La tarde es calurosa. Un campo de remolachas se observa en el horizonte, donde diminutas nubes blancas carentes de lluvia luchan contra el implacable sol.
Ensimismado en mi habitación por la escena y rodeado de pilastras de libros, me dispongo a desahogarme y escribir una nueva historia con la que cumplir mi objetivo semanal. Una tarea que mi única neurona realiza con esfuerzo y arrojo y que quiero enfatizar.
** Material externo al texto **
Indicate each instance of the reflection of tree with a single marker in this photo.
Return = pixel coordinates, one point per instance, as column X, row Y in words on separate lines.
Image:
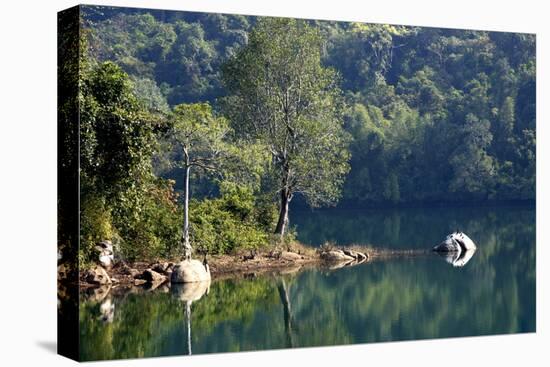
column 390, row 300
column 188, row 293
column 287, row 310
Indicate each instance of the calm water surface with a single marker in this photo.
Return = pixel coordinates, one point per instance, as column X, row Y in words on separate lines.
column 400, row 299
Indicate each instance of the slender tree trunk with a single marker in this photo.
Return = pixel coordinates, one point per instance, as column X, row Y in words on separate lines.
column 282, row 223
column 186, row 244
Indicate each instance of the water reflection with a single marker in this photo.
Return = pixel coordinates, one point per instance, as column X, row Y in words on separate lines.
column 401, row 299
column 188, row 293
Como cada semana, viajo a la página donde Monelle ha dejado incrustadas las palabras para el juego, las traslado a mi hoja en blanco de Word y tras almacenarlas y grabarlas en mi cerebro comienzo la aventura.
Mi neurona emprende ávida por vericuetos a veces insospechados un viaje a la búsqueda de vocablos para su creación. Si bien son muchos y diversos, tres son los principales caminos que recorre, cada uno con su idiosincrasia y color pertinente, verde sentimiento, azul armonía y blanco pureza. Tras acarrear unas cuantas palabras las mezcla en una coctelera translúcida con el dibujo de un clavel rojo como signo de diseño y modernidad, la agita y una a una brotan las frases de la fábula como crisálidas en una noche de verano.
En ocasiones aparecen términos enrevesados y difíciles de insertar, entonces, haciendo gala de la astucia y el diccionario (un tandem natural) agudiza el ingenio y las incrusta de modo ocurrente y sugestivo.
Verla afanada es todo un reto, compite frente a equipos de neuronas, más ágiles, más preparadas, más veloces... aun así no desiste y lucha con la esperanza de narrar algo interesante.
No es una neurona cualquiera, ni siquiera es inteligente, es una simple neurona amante del reto, donde goza en cada frase que compone, amiga de todas las demás neuronas que componen esta cándida estirpe y que se pinza con asiduidad.